La scienza parla in termini aridi. Fatti freddi. Definizioni taglienti. Ma prova a sentire davvero di cosa stanno parlando e le parole inizieranno a vacillare.
Prendi un buco nero. Non è un bel nome. La cosa stessa.
Una regione dello spazio. La gravità qui non si limita a tirare. Schiavizza. Non esce nulla. Non importa. Nessuna luce. Salti dentro e l’universo dimentica che sei esistito.
Poi c’è il disco. Piatto. Girare. Magro. Nello spazio di solito è un caos rotante di gas e polvere. Le materie prime per i pianeti. O la spina dorsale di una galassia a spirale. Gira.

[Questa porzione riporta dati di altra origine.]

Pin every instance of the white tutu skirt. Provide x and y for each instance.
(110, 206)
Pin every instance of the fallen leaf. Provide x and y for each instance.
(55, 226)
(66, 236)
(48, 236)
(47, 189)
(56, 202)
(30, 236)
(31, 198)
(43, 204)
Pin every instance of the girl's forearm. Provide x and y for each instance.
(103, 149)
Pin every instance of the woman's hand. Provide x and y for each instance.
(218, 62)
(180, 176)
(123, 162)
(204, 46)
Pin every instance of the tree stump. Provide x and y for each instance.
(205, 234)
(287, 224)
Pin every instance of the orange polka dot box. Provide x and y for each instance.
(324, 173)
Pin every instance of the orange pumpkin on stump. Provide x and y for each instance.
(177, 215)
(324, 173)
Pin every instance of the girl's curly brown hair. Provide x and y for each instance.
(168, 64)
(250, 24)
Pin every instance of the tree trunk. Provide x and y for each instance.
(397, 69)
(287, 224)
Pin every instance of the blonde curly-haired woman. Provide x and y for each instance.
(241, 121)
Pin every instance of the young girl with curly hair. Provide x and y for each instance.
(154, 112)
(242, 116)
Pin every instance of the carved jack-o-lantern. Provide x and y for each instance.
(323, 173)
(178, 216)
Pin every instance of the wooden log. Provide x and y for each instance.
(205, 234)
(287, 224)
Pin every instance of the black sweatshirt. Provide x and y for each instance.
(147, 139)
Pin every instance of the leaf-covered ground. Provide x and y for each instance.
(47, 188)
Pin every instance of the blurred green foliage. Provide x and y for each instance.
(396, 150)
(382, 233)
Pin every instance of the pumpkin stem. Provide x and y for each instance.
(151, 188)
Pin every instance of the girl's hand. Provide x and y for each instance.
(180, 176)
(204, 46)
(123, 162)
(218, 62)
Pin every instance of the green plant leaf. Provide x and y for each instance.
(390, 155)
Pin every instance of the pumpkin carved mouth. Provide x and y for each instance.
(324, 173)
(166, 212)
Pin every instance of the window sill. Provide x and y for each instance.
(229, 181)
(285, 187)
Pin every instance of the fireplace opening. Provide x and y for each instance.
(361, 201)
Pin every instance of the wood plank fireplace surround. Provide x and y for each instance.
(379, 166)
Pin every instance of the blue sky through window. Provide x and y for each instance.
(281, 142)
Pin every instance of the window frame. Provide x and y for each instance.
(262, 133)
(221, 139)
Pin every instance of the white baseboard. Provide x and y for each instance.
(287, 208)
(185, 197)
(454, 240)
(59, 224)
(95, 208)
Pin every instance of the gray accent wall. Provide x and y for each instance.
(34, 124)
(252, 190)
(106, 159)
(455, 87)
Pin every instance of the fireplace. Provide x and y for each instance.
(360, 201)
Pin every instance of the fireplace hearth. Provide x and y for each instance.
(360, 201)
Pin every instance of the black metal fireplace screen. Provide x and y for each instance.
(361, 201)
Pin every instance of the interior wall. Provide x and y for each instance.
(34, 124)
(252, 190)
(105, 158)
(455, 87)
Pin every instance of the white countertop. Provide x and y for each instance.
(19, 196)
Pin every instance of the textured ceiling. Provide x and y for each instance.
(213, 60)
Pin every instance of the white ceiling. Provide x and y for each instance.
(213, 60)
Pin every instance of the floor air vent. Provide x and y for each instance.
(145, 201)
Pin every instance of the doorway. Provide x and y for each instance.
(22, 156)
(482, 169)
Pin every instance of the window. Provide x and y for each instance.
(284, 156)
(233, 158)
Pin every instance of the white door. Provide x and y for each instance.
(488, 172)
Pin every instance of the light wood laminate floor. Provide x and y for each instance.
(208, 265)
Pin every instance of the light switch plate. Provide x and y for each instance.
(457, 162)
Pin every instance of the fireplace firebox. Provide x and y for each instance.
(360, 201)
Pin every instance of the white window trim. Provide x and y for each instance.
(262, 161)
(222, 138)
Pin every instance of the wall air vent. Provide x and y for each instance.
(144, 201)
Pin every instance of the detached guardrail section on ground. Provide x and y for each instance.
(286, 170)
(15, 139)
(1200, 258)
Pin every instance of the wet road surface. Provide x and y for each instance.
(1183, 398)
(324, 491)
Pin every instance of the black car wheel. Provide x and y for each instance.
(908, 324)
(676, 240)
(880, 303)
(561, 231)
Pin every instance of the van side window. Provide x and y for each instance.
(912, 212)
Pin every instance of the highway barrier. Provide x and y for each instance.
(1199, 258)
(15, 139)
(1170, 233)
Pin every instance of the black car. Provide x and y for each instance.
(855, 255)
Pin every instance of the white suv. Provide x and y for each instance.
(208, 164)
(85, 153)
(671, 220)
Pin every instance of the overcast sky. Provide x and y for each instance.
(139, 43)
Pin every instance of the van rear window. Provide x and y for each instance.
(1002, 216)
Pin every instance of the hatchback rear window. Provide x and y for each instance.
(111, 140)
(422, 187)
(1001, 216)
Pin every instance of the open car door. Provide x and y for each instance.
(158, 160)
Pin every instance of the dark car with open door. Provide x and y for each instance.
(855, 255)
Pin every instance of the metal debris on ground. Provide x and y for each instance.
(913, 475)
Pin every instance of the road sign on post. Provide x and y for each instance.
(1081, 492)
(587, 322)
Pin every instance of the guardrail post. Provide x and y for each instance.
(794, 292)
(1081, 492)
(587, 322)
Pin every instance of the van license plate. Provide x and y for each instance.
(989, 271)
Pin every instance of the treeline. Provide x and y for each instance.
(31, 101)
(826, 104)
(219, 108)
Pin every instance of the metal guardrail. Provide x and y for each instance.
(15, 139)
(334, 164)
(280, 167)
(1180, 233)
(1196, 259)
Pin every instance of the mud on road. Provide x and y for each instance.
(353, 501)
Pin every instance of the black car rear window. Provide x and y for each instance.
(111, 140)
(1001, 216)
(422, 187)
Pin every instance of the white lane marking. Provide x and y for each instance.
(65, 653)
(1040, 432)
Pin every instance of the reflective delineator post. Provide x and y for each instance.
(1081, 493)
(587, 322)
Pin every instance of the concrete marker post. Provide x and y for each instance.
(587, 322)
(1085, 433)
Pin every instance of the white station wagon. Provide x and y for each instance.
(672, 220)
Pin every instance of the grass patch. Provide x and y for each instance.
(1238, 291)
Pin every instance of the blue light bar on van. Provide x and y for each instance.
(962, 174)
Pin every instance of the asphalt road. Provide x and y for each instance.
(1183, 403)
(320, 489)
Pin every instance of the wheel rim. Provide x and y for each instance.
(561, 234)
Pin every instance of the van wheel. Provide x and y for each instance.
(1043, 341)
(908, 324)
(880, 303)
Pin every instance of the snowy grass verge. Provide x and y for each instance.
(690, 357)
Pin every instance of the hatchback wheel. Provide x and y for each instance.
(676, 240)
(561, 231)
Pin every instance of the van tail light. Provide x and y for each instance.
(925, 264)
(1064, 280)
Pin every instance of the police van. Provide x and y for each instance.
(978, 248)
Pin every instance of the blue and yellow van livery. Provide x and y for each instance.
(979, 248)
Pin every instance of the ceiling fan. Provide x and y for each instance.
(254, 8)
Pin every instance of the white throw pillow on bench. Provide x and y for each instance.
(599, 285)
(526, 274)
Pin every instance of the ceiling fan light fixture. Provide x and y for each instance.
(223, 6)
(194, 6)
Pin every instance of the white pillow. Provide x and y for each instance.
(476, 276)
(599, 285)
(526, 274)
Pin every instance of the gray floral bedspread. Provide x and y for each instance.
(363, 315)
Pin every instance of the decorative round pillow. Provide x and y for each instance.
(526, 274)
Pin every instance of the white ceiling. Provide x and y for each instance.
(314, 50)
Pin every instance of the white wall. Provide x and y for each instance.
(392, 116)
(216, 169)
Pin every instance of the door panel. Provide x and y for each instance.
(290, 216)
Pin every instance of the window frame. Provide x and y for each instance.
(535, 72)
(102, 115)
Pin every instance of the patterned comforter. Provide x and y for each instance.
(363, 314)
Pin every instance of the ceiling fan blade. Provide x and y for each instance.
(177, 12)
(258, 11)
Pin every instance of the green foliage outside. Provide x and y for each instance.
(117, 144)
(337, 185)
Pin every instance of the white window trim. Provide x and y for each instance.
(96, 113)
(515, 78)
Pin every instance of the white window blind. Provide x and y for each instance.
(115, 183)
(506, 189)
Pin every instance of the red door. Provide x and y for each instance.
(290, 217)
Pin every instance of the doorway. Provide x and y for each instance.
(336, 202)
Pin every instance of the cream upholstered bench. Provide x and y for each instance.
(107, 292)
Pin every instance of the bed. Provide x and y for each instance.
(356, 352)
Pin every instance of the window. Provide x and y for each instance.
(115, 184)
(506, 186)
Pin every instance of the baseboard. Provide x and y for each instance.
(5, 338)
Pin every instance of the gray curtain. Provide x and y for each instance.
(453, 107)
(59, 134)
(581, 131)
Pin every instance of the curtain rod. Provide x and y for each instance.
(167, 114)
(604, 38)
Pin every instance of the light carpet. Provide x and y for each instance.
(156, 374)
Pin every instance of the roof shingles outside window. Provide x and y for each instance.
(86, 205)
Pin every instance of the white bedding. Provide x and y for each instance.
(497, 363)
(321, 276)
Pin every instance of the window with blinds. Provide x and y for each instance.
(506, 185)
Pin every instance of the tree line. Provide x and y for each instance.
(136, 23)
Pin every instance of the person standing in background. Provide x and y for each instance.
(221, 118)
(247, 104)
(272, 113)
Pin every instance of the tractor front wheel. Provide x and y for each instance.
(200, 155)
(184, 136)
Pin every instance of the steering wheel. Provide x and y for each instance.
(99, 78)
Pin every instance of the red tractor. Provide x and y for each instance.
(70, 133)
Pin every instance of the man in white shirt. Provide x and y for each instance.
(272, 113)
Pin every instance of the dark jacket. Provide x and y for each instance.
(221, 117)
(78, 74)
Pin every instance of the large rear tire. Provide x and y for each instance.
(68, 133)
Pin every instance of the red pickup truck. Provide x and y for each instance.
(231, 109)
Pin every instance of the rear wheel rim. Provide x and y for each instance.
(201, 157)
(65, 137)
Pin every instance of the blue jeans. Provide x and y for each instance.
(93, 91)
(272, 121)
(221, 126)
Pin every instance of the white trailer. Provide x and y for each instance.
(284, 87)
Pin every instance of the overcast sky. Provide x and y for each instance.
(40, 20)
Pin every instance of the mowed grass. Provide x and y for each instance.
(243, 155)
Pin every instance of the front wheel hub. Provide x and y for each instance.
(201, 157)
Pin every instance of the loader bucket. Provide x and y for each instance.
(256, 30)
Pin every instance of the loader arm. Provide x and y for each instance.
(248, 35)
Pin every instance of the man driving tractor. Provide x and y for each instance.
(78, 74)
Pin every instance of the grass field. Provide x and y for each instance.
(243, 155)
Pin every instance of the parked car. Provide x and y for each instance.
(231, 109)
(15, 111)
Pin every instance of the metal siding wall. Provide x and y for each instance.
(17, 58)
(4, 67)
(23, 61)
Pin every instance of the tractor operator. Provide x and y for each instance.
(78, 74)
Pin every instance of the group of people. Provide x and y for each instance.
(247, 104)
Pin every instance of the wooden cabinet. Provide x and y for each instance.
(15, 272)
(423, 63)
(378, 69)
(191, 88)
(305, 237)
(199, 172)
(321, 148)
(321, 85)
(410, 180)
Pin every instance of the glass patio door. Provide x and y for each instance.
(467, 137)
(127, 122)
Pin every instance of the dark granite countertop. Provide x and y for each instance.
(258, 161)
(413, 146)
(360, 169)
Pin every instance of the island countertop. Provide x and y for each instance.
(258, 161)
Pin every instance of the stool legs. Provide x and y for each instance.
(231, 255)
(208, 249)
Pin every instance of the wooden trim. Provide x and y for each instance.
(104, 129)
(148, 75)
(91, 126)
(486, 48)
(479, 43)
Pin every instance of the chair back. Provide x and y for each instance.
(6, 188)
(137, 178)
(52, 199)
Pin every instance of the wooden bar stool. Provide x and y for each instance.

Ribolle.
Tutto ciò che accade all’interno dell’orizzonte degli eventi. è invisibile.
Quella frase fa inciampare la gente. L’orizzonte degli eventi non è un muro. Non è fatto di acciaio o plasma. È immaginario. Un confine matematico tracciato attorno al buco nero. Più pesante è il buco nero, più grande è questa sfera invisibile. Una volta attraversato, la gravità vince in modo così totale che persino la luce, che cerca faticosamente di fuggire, viene trascinata indietro. In circostanze normali. Sempre. Alcune teorie fisiche suggeriscono che piccoli frammenti di radiazione potrebbero fuoriuscire. Raramente. Come ingannare la morte di un millimetro.
Galassie? Enorme. Caotico. Gruppi di stelle tenuti insieme dalla gravità e da qualcosa di più oscuro. Materia oscura. Invisibile. Misterioso. Basta tenere tutto a posto mentre ruota. La Via Lattea è piena di oltre 100 miliardi di stelle e ci sta provando a malapena. Galassie fioche? Forse qualche migliaio di stelle. Hanno anche gas e polvere. Nuove stelle si formano nell’oscurità. Costantemente.
La gravità è semplice in teoria. Attraente. Tira la massa verso la massa. Più massa significa più forza. È il motivo per cui rimani sulla Terra e le stelle bruciano. È anche il motivo per cui non torni mai più da quella sfera di linee invisibili.
Informazioni. Non dati. I dati sono solo numeri su una pagina. L’informazione è il significato dietro di essa. Le tendenze. I fatti che impari dopo aver studiato la polvere e la luce.
La distanza spezza il cervello. Un anno luce sembra tempo ma è spazio. Nove virgola quattro seimila miliardi di chilometri. Immagina una corda abbastanza lunga da avvolgere la Terra una volta. Sono 40.000 km. Ora prendi 236 milioni di quelle corde e allineale. Dall’inizio alla fine. È un anno luce. Usiamo questo termine casualmente per le stelle.
La materia occupa spazio. Ha peso sulla Terra a causa della gravità. Lo spazio non ha né su né giù, ma ha comunque materia. Occupa il vuoto.
E tutto corre contro un limite. La velocità della luce. 1,08 miliardi di km/h. Una costante. La fisica ama le sue costanti. Non puoi andare più veloce. La luce stabilisce il limite di velocità dell’universo.
Come possiamo vedere tutto questo? Telescopi. Soprattutto vetri e specchi. Alcuni raccolgono invece le onde radio utilizzando antenne. Raccolgono gli echi deboli di luci lontane.
Alziamo lo sguardo. Diamo nomi alle cose. Ma all’oscurità importa come la chiamiamo?
Forse no. Ma continuiamo comunque a guardare.